As the COVID-19 pandemic continues to throw curveballs into daily business operations, 2020 fiscal year-end audits are also expected to be affected. Since the World Health Organization (WHO) declared the pandemic a public health emergency on Jan. 30, 2020, most businesses will have been impacted by the health crisis during the fiscal audit period. On top of gathering financial records, invoices, forms, management records, tax returns and more, this current climate also brings about unique challenges for audits, which are accompanied by heightened risks of material misstatement.

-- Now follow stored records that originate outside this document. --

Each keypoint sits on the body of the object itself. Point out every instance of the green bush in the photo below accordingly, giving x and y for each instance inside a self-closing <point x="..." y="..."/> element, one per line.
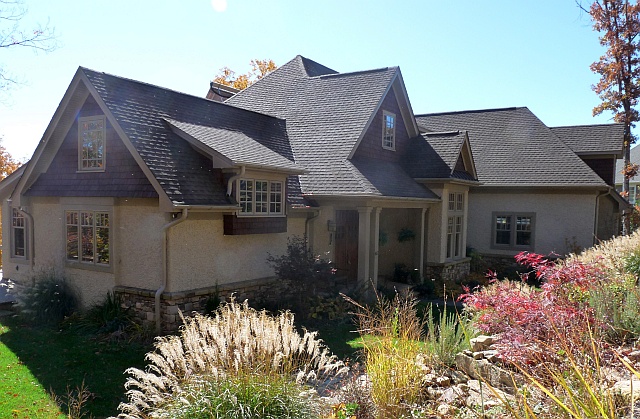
<point x="299" y="263"/>
<point x="49" y="300"/>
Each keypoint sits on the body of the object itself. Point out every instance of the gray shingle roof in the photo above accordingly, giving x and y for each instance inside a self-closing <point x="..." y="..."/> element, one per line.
<point x="592" y="139"/>
<point x="184" y="174"/>
<point x="434" y="156"/>
<point x="326" y="112"/>
<point x="512" y="147"/>
<point x="236" y="146"/>
<point x="634" y="158"/>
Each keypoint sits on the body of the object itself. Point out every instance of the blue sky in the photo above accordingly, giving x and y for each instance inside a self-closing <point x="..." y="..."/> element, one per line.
<point x="460" y="55"/>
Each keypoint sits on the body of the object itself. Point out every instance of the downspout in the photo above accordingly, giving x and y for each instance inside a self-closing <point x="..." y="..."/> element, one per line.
<point x="165" y="262"/>
<point x="233" y="179"/>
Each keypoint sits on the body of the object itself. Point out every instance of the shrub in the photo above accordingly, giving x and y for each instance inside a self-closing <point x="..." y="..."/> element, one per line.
<point x="299" y="263"/>
<point x="391" y="334"/>
<point x="49" y="300"/>
<point x="230" y="351"/>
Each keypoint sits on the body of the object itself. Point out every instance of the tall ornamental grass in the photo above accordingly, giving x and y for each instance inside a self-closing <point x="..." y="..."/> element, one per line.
<point x="238" y="360"/>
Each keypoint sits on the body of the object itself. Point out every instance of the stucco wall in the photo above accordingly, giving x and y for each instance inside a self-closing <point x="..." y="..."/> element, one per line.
<point x="201" y="256"/>
<point x="559" y="218"/>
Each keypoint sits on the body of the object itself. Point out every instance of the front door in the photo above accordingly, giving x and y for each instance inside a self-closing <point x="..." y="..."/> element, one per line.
<point x="347" y="244"/>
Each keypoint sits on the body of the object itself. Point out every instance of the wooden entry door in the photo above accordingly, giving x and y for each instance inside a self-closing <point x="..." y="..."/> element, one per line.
<point x="347" y="244"/>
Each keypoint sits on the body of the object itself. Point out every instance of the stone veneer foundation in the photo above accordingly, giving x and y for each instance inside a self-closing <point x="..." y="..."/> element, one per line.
<point x="258" y="292"/>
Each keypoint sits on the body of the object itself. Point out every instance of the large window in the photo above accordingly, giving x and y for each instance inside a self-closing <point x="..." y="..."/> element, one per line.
<point x="454" y="225"/>
<point x="514" y="231"/>
<point x="91" y="143"/>
<point x="18" y="234"/>
<point x="388" y="130"/>
<point x="260" y="197"/>
<point x="88" y="239"/>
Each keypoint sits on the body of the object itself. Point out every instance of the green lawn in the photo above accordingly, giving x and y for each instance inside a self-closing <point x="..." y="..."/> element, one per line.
<point x="37" y="363"/>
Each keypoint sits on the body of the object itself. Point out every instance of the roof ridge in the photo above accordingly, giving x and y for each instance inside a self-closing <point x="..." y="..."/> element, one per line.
<point x="351" y="73"/>
<point x="176" y="92"/>
<point x="513" y="108"/>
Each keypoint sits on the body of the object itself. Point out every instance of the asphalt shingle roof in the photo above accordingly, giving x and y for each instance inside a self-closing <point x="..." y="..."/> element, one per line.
<point x="512" y="147"/>
<point x="184" y="174"/>
<point x="326" y="112"/>
<point x="592" y="139"/>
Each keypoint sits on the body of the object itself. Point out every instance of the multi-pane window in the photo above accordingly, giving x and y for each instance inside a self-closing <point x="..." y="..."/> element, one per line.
<point x="88" y="239"/>
<point x="18" y="234"/>
<point x="388" y="130"/>
<point x="513" y="230"/>
<point x="260" y="197"/>
<point x="91" y="143"/>
<point x="454" y="224"/>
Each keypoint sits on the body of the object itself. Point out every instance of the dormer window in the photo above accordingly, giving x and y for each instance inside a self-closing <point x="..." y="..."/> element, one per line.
<point x="91" y="143"/>
<point x="388" y="130"/>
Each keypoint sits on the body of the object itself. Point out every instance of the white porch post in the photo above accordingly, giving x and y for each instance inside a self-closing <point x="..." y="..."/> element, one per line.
<point x="422" y="242"/>
<point x="375" y="245"/>
<point x="364" y="245"/>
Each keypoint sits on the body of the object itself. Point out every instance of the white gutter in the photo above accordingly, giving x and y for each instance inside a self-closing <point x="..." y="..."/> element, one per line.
<point x="233" y="179"/>
<point x="165" y="262"/>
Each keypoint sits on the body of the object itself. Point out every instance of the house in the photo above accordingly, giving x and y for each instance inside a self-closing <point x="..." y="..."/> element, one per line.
<point x="541" y="189"/>
<point x="634" y="182"/>
<point x="166" y="198"/>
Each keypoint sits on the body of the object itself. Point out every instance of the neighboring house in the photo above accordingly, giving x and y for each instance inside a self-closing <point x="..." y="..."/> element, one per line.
<point x="165" y="197"/>
<point x="634" y="182"/>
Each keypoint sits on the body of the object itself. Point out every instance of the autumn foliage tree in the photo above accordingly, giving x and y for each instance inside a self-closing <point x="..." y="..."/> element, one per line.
<point x="618" y="22"/>
<point x="259" y="69"/>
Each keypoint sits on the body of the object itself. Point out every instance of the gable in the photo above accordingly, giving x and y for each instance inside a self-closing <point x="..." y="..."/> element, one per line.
<point x="122" y="177"/>
<point x="371" y="144"/>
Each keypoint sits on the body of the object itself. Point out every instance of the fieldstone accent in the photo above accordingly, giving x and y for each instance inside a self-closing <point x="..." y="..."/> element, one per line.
<point x="142" y="301"/>
<point x="454" y="271"/>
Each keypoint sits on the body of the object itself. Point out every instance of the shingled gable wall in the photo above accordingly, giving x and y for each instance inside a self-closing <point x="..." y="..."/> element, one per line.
<point x="122" y="176"/>
<point x="371" y="145"/>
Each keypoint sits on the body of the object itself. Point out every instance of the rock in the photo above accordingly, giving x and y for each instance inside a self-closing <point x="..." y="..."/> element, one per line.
<point x="445" y="409"/>
<point x="481" y="343"/>
<point x="627" y="389"/>
<point x="443" y="381"/>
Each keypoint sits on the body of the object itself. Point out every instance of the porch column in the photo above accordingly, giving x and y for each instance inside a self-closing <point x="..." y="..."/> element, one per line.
<point x="375" y="245"/>
<point x="364" y="245"/>
<point x="422" y="240"/>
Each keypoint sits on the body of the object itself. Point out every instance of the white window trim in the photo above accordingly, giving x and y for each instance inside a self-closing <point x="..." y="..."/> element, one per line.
<point x="384" y="130"/>
<point x="81" y="120"/>
<point x="513" y="231"/>
<point x="13" y="255"/>
<point x="268" y="213"/>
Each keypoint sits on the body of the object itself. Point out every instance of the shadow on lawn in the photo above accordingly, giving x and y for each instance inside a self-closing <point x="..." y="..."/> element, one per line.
<point x="62" y="359"/>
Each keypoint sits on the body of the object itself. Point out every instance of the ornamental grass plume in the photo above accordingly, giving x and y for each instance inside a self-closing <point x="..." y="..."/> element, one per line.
<point x="236" y="344"/>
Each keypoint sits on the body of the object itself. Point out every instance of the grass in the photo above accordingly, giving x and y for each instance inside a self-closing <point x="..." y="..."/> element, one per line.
<point x="41" y="364"/>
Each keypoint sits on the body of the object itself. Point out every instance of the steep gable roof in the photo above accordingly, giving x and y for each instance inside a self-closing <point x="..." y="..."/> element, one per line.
<point x="326" y="115"/>
<point x="592" y="139"/>
<point x="185" y="175"/>
<point x="512" y="147"/>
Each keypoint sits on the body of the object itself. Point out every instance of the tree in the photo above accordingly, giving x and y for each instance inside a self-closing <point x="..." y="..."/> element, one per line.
<point x="14" y="35"/>
<point x="259" y="69"/>
<point x="618" y="22"/>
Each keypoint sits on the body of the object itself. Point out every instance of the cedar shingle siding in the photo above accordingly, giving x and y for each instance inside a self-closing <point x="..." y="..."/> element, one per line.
<point x="122" y="176"/>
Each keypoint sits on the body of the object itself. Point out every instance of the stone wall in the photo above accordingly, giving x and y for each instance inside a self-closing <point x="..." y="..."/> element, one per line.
<point x="258" y="292"/>
<point x="449" y="271"/>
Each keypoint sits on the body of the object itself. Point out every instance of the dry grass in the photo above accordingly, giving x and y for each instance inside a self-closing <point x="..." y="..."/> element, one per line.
<point x="237" y="341"/>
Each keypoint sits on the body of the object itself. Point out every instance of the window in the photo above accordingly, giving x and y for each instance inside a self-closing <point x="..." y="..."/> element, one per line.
<point x="18" y="234"/>
<point x="260" y="197"/>
<point x="388" y="130"/>
<point x="454" y="224"/>
<point x="513" y="230"/>
<point x="88" y="237"/>
<point x="91" y="143"/>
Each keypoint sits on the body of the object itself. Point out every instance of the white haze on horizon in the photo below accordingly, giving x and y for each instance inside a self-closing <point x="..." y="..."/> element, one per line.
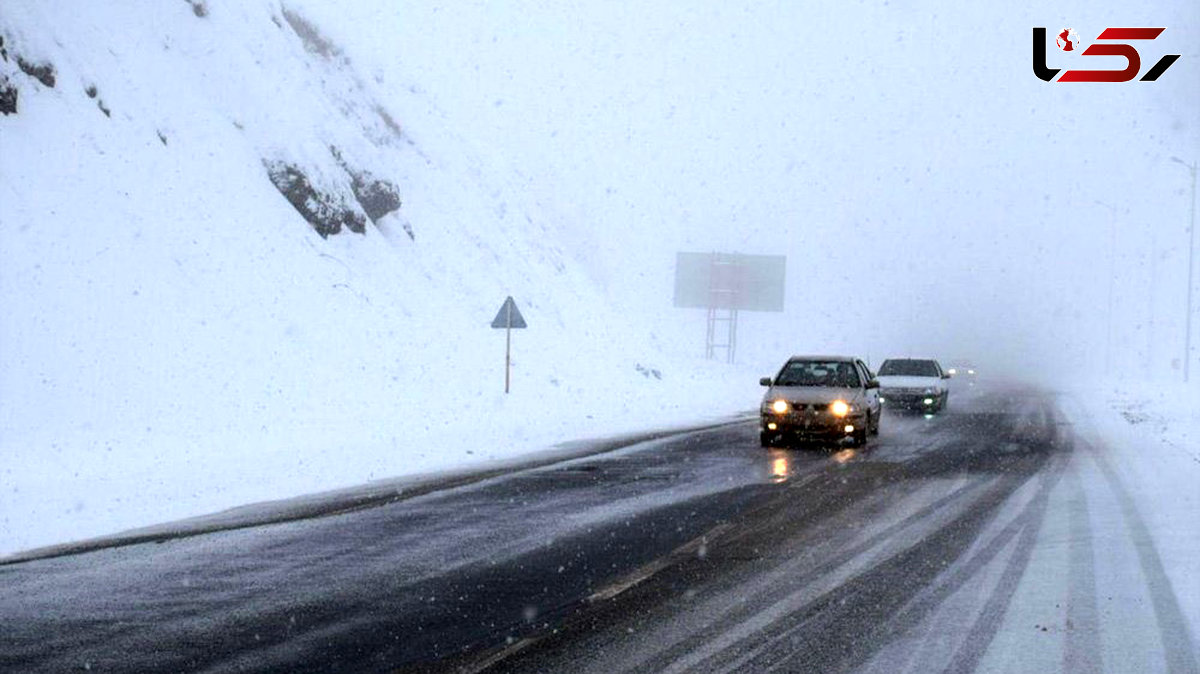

Doeren Mayhew’s dedicated Accounting, Audit and Assurance Group presents four additional areas of risk for you to consider as you prepare your business for its upcoming fiscal year-end audit.

1) Redefine Your Internal Controls

When states issued stay-at-home orders in March and April, most companies shifted to remote work. As a result, the risk of breakdowns in internal controls was increased due to financial reporting processes shifting from in-person to virtual. Since auditors must evaluate the design and implementation of each business’s internal controls, it’s important to note how your controls may have changed extensively during the health crisis to facilitate employees working remote and any other process changes.

If your business has been affected by the pandemic (and it very likely has), take the time to conduct two evaluations of the design and implementation of your relevant controls: one for the controls set in place before the health crisis and one for their current controls (after the beginning of the pandemic). For example, if you owned a storefront which had no activity while the stay-at-home orders were in effect, controls during this time period would be less relevant than last year’s period. By listing out the differences in controls and preparing these in advance for your auditor, your audit process will be expedited.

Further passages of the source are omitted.